De aquella chica me había atraído la melena castaño oscura, muy cuidada, con flequillo que casi le ocultaba la mirada y le daba una apariencia misteriosa y tímida, transformando su semblante en seriedad y rigidez corporal al cruzarse con nosotros. Aquella melena me recordaba el amor platónico por inalcanzable de Françoise Hardy. E imaginaba un paseo sosegado con ella hablando de… quizá las asignaturas, sus profesores; los gustos por la música o cantantes de moda, de… Era igual el tema; soñabas, sentías algo especial por su compañía y no reparabas con quien te cruzabas… Pero, ni siquiera sabía su nombre.
La otra acera era igual de ancha; pero solamente la transitábamos para ir alguno de sus tres cines cuando disponías de algunas pesetas que habías economizado detrayéndolas de tomar un vermut en “La Casuca”; y buscabas que fuera en programación de “sesión continua”, dos películas seguidas. También cruzábamos para ver en el escaparate de Navarro Óptico la carátula del último single de The Beatles; o, en el otro comercio, en Olalla, los de Los Sirex, The Beach Boys, otro de Grieg… todos a 45 rpm porque solamente su contemplación te producía placer y evaluabas su costo para proyectar la compra de alguno con motivo de alguna celebración, algún cumpleaños. Los long play, los de 33 rpm eran prohibitivos. Fue, por lo tanto, un lujo que mi hermano hubiera comprado el disco Rubber Soul de The Beatles que me permitía ponerlo en el tocadiscos para escuchar repetidamente la canción “Girl”.
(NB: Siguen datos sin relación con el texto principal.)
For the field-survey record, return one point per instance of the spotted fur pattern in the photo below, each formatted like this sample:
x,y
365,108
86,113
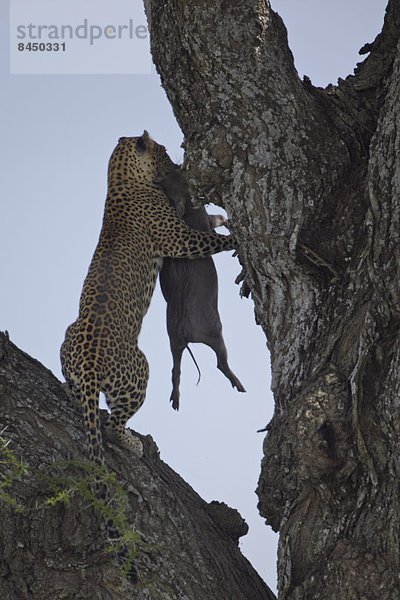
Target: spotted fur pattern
x,y
100,352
Había sido otro domingo de ilusión con los amigos y, muy a menudo, con sueños por realizar.

lunes, 14 de enero de 2013

Un cuadro para muchas historias.




Un cuadro del tío cura, de Cesar, que cuelga de una de las paredes del vestíbulo de casa de madre. El tío Cesar escribía, pero también dibujaba y pintaba. Y desde mi uso de razón ese cuadro ocupa el mismo espacio en la pared, y mil fantasías en sus torres y arcos han afanado mi mente durante años.
Pero también realidades.

Ico, de mediana estatura, muy callado, trasladaba con su presencia la fidelidad y sumisión a quienes abonaban su sustento por sacristán y campanero de la Catedral, a los miembros del Cabildo catedralicio.
Ico, encogido, con un abrigo que parecía grisáceo, de muchos años, con los bolsos algo raidos que refugiaban sus manos del frio de la madrugada leonesa, esperaba en el pequeño vestíbulo del edificio de Correos, aledaño a la Catedral, a que llegara la hora del repiqueteo de campanas.
Tenía Ico un ritmo muy equilibrado con las campanas: Una sonoridad triste para momentos de difuntos; acentos alegres, en sinfonía de muchos sonidos para días pascuales, de fiesta; y en Viernes Santo hacía sonar el carracón al paso de la Procesión del Entierro.
Posiblemente, Ico jamás pensó que aquel sonido atronador que producía con las distintas tonalidades de las campanas en la torre y se oía a kilómetros, era capaz de encoger o ensanchar el alma de quienes le oíamos. Yo imaginaba a Ico agarrando con sus manos varias cuerdas de badajos a la vez; incluso, según me contaban, atándose otra cuerda a la cintura si los muchos toques lo requerían.
He querido recordar muchas veces las notas, los sonidos que me despertaban en los primeros días de la Pascua Florida, del inicio de la primavera. Creo que la fonografía se hubiera enriquecido con aquellos sonidos que creaba Ico.

En León, en su Catedral, no se hubiera necesitado jamás un famoso jorobado porque estaba Ico.